Сохранилось несколько «Пасхальных ягнят», написанных Пиросманашвили, но, скорее всего, их было гораздо больше и этот сюжет принадлежал к наиболее ходовым. Один из них известен под названием «Барашек и пасхальный стол с летящими ангелами»: лужайка в лесу, стол, накрытый к Пасхе — с куличом и крашеными яйцами, распятие в траве, порхающие в воздухе «ангелы» вперемешку с обычными у Пиросманашвили птицами (и так же написанными) и пасхальный ягненок, пьющий из ручейка. Чрезвычайно идиллическая картинка, должно быть, была по душе зрителям. Она и нам мила своей крайней наивностью, роднящей ее с произведениями базарных ремесленников — с той стихией, от которой отталкивался художник (нечто подобное этой картине и в самом деле сооружали многие тифлисские торговцы на Пасху в своих маленьких витринах, заботливо выкладывая мох или мелко нарезанную зеленую бумагу, расставляя фигурки из папье-маше, тарелки и корзинки с угощением и зажигая свечи).

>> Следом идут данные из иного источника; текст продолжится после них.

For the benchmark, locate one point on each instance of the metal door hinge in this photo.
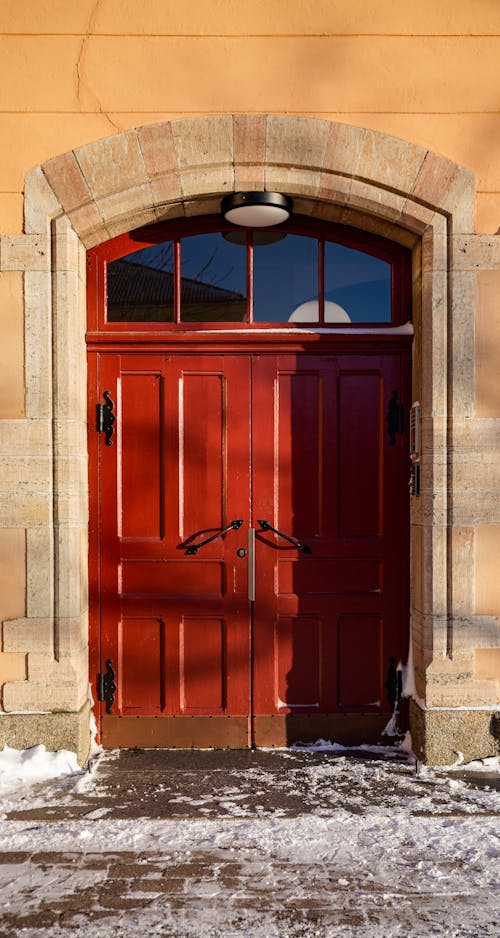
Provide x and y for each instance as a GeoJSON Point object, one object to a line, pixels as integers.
{"type": "Point", "coordinates": [106, 417]}
{"type": "Point", "coordinates": [106, 687]}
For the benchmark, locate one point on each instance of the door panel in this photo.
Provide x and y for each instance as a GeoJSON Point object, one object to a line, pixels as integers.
{"type": "Point", "coordinates": [299, 441]}
{"type": "Point", "coordinates": [326, 474]}
{"type": "Point", "coordinates": [176, 626]}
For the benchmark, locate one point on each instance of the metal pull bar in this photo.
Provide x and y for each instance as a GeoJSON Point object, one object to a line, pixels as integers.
{"type": "Point", "coordinates": [234, 525]}
{"type": "Point", "coordinates": [298, 544]}
{"type": "Point", "coordinates": [251, 564]}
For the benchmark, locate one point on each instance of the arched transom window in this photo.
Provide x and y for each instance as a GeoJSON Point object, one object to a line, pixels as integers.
{"type": "Point", "coordinates": [206, 271]}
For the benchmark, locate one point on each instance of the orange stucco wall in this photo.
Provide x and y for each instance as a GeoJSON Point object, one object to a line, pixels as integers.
{"type": "Point", "coordinates": [73, 72]}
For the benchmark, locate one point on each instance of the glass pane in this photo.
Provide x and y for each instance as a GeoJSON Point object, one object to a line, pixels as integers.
{"type": "Point", "coordinates": [214, 279]}
{"type": "Point", "coordinates": [140, 286]}
{"type": "Point", "coordinates": [357, 286]}
{"type": "Point", "coordinates": [285, 277]}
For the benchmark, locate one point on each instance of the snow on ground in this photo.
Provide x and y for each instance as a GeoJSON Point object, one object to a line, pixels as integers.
{"type": "Point", "coordinates": [21, 768]}
{"type": "Point", "coordinates": [377, 848]}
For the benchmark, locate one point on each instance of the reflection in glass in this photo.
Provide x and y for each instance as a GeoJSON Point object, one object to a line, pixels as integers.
{"type": "Point", "coordinates": [213, 285]}
{"type": "Point", "coordinates": [309, 312]}
{"type": "Point", "coordinates": [140, 286]}
{"type": "Point", "coordinates": [358, 282]}
{"type": "Point", "coordinates": [285, 276]}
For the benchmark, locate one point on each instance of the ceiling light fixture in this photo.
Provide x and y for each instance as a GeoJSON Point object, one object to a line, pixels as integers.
{"type": "Point", "coordinates": [256, 209]}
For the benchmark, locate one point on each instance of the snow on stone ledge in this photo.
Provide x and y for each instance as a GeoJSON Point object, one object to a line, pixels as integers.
{"type": "Point", "coordinates": [34, 765]}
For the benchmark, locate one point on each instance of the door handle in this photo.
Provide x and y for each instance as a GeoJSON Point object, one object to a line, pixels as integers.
{"type": "Point", "coordinates": [298, 544]}
{"type": "Point", "coordinates": [251, 565]}
{"type": "Point", "coordinates": [233, 525]}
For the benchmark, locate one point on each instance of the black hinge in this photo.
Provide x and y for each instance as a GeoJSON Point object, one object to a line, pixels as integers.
{"type": "Point", "coordinates": [106, 418]}
{"type": "Point", "coordinates": [106, 687]}
{"type": "Point", "coordinates": [394, 417]}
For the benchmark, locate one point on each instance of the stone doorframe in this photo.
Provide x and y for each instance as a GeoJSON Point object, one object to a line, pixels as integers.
{"type": "Point", "coordinates": [336, 172]}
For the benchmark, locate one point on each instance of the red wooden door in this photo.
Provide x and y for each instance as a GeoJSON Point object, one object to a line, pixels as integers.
{"type": "Point", "coordinates": [203, 654]}
{"type": "Point", "coordinates": [327, 473]}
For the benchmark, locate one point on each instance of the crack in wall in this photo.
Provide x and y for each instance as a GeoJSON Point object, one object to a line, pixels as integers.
{"type": "Point", "coordinates": [80, 81]}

Но два других, наиболее известных, варианта совсем не идилличны. И тут есть привычные атрибуты праздника: кулич и тарелка с яйцами в одном, тарелки с разными яствами — в другом, но нет главного — праздника. Барашек, занимающий почти всю композицию, стал теперь полновластным героем: медленно, подобно заводной игрушке, автоматически переставляя негнущиеся ноги и глядя огромными печальными глазами, идет он навстречу неминуемой гибели. Словно все знает, все понимает — и идет.

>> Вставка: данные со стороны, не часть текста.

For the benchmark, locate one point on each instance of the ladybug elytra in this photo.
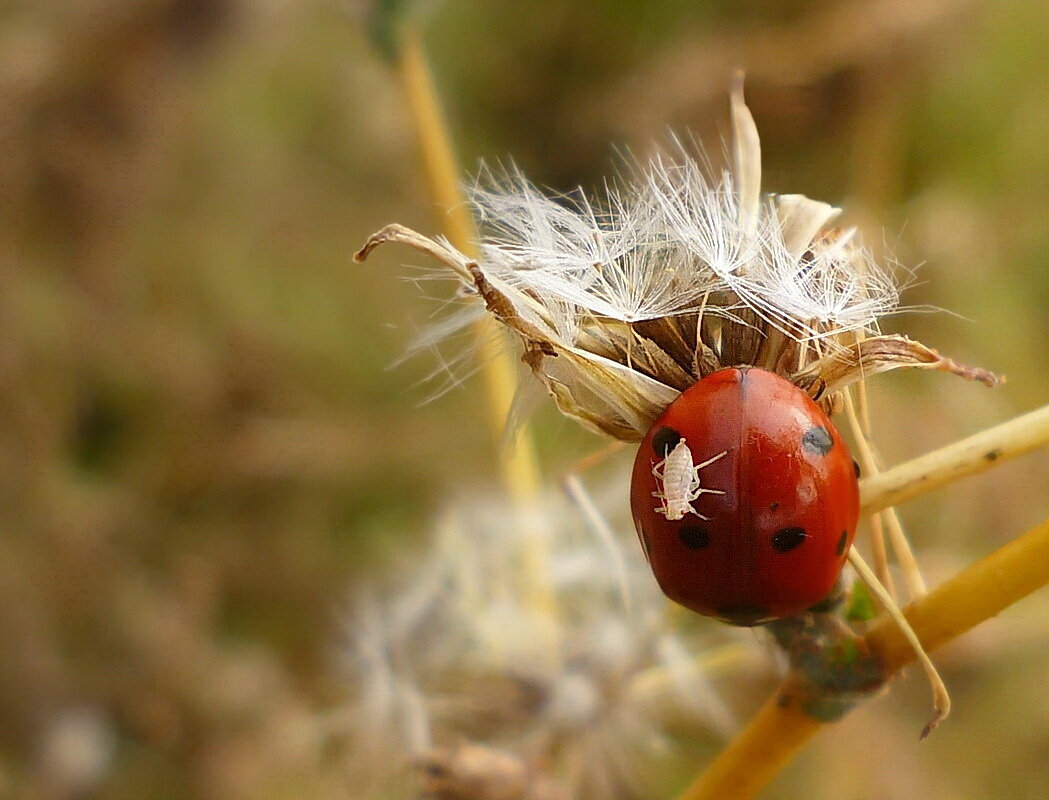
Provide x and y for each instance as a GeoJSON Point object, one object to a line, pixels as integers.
{"type": "Point", "coordinates": [745, 498]}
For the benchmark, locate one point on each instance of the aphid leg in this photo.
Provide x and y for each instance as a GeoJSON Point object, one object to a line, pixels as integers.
{"type": "Point", "coordinates": [941, 699]}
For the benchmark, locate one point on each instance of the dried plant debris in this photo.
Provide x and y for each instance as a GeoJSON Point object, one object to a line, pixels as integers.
{"type": "Point", "coordinates": [622, 305]}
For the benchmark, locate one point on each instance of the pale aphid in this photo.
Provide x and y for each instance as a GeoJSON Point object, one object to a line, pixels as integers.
{"type": "Point", "coordinates": [678, 477]}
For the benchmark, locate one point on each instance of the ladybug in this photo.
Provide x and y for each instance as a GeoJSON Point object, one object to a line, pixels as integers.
{"type": "Point", "coordinates": [745, 498]}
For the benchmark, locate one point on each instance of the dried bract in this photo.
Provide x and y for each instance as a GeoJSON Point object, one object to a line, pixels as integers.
{"type": "Point", "coordinates": [621, 305]}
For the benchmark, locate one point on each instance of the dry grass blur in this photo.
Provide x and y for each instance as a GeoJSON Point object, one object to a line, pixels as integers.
{"type": "Point", "coordinates": [201, 447]}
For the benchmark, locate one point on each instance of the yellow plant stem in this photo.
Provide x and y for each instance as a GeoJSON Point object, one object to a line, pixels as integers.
{"type": "Point", "coordinates": [517, 460]}
{"type": "Point", "coordinates": [958, 460]}
{"type": "Point", "coordinates": [779, 730]}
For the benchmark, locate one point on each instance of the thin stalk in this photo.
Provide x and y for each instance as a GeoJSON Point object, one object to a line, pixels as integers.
{"type": "Point", "coordinates": [779, 730]}
{"type": "Point", "coordinates": [954, 461]}
{"type": "Point", "coordinates": [869, 460]}
{"type": "Point", "coordinates": [859, 420]}
{"type": "Point", "coordinates": [517, 461]}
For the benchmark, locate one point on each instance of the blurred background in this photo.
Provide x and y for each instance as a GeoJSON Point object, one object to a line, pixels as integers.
{"type": "Point", "coordinates": [202, 447]}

Известно, что Пиросманашвили был верующим человеком — правда, более в душе, чем в каноническом и добропорядочном следовании предписаниям церкви. Его религиозных произведений дошло до нас очень мало. Кроме нескольких «Пасхальных ягнят» известны только две такие картины: «Вознесение» и «Георгий отшельник». Конечно, работа для духанов, пивных и закусочных не располагала к евангельским и библейским сюжетам. Но дело не только в этом. Прямое изображение чего бы то ни было исключительного вообще было чуждо ему по самой природе дарования, и он его избегал, инстинктивно стремясь оставаться на почве реального.
Право же, картина «Барашек и пасхальный стол с летящими ангелами», при всей ее милоте, все-таки вызывает к себе несколько снисходительное отношение. То же, в общем, можно сказать и про другую его работу, «Вознесение», лишь совсем недавно вынырнувшую из неизвестности. Здесь очень земной и массивный пасхальный натюрморт на переднем плане и характерный, при всей его лаконичности, грузинский пейзаж на заднем довольно наивно соединены с сюжетом вознесения Христа, взмывающего в небо и оставляющего на земле свое потемневшее бренное тело.

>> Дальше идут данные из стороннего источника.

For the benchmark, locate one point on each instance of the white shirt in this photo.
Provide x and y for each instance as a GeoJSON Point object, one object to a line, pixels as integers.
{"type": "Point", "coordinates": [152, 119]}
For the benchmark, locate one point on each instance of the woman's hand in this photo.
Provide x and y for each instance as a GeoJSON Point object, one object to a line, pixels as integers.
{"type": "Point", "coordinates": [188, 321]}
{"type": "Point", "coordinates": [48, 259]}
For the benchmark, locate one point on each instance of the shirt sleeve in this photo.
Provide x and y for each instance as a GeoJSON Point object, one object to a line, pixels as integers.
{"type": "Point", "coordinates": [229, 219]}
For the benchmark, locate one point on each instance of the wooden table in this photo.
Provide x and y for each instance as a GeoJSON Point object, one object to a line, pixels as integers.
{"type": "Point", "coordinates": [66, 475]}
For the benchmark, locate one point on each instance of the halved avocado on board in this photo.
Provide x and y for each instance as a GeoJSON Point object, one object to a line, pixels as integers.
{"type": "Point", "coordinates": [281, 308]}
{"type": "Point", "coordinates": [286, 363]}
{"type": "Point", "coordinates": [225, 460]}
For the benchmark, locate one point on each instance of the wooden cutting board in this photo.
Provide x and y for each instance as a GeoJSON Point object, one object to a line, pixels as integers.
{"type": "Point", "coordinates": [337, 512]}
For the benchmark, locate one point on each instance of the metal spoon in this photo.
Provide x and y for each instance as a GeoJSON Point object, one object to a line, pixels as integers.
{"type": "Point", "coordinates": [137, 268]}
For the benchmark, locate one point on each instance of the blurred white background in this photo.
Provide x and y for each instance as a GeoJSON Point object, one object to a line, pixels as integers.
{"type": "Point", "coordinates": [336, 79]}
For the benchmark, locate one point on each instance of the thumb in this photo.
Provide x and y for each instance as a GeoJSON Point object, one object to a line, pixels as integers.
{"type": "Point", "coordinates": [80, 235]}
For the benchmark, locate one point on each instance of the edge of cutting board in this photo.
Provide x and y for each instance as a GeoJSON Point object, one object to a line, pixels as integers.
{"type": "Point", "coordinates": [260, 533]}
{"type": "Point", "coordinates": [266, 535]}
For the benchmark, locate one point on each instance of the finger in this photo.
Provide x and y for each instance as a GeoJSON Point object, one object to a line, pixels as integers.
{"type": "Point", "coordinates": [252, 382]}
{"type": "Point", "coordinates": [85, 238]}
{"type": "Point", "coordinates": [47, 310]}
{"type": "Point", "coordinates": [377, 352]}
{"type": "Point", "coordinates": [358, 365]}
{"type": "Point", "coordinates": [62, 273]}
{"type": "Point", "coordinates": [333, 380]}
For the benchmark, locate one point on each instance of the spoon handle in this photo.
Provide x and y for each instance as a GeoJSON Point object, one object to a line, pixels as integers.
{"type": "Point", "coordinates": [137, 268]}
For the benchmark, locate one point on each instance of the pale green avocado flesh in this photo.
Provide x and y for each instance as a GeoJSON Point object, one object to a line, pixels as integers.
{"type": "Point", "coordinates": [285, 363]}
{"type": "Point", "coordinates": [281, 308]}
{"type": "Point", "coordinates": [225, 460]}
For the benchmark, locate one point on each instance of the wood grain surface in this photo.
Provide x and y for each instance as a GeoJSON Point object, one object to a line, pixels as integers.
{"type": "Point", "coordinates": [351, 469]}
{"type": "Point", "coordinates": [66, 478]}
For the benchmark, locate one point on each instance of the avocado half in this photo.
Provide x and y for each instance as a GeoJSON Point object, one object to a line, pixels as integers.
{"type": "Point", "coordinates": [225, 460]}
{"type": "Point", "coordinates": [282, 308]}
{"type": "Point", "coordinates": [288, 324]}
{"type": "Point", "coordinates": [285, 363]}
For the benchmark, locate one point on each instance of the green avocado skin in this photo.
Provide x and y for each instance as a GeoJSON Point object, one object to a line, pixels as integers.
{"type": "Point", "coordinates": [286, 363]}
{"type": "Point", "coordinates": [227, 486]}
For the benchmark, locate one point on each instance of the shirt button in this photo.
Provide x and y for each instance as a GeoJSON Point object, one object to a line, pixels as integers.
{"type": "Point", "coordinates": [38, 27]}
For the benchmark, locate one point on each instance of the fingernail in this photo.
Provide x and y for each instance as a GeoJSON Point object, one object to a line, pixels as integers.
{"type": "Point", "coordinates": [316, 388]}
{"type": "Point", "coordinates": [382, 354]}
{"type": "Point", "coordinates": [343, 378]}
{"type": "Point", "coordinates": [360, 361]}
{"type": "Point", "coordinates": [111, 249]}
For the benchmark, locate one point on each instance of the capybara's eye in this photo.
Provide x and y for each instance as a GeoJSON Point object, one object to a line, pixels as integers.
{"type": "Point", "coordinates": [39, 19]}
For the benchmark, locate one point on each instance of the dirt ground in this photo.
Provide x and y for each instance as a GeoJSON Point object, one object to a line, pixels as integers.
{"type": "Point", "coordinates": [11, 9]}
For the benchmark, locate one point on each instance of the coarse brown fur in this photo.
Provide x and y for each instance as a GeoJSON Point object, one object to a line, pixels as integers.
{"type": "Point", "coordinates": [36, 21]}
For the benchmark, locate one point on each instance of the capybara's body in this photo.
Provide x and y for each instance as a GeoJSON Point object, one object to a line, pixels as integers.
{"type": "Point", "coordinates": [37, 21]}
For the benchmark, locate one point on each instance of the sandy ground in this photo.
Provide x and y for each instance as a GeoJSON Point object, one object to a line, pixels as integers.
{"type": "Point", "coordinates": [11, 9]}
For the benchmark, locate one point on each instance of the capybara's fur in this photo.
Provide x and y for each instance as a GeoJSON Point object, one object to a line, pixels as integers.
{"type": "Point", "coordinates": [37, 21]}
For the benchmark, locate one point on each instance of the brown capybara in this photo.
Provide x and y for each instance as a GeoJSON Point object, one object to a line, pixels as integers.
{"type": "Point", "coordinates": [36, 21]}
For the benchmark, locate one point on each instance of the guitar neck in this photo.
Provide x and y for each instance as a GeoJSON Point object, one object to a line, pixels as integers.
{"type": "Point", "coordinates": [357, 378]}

Совсем иное впечатление оставляет картина «Георгий отшельник» (наверно, та самая, которую он называл, когда говорил, что иконописцем не был и только раз писал святого Георгия). Георгий был не просто одним из святых. Его культ восходил еще к почитанию языческого божества — всадника Гиорги — охотника, покровителя земледелия, повелителя небесного огня и грома (позднее, с принятием христианства, он слился с образом Георгия Победоносца). В нем видели покровителя Грузии и грузин. Верили, что все грузинские храмы были возведены там, куда попали частицы тела святого, будто бы разрубленного после смерти на 360 кусков. Недаром на многих европейских языках Грузия и называется его именем —
Житие Георгия предлагало немало увлекательных сюжетов, но Пиросманашвили пренебрег ими и написал отшельника, старика в простой крестьянской одежде, молящегося у себя в пещере. Одна лишь маленькая икона с каноническим изображением Георгия Победоносца, поражающего дракона, подсказывает нам, кто это. Постаревший герой, удалившийся от подвигов в тишину отшельничества и хранящий напоминание-знак этих подвигов (не так ли мы сами вешаем на стены свои старые фотографии?), — это сугубо житейское истолкование неожиданно и характерно. При всем том Георгий написан с мощью, которая перебарывает бытовую конкретность, берет ее себе в услужение. Он словно сошел прямо с какой-нибудь старогрузинской фрески — такой завораживающей истовостью дышат его пластика, характерный жест, проникновенный взгляд. Живописная сила, с которой вылеплена его фигура, способна отвлечь даже от превосходных деталей — скажем, от ручейка, рассыпающего свою тонкую серебристую струю, написанного так обескураживающе просто и вместе с тем убеждающе, как был способен только Пиросманашвили.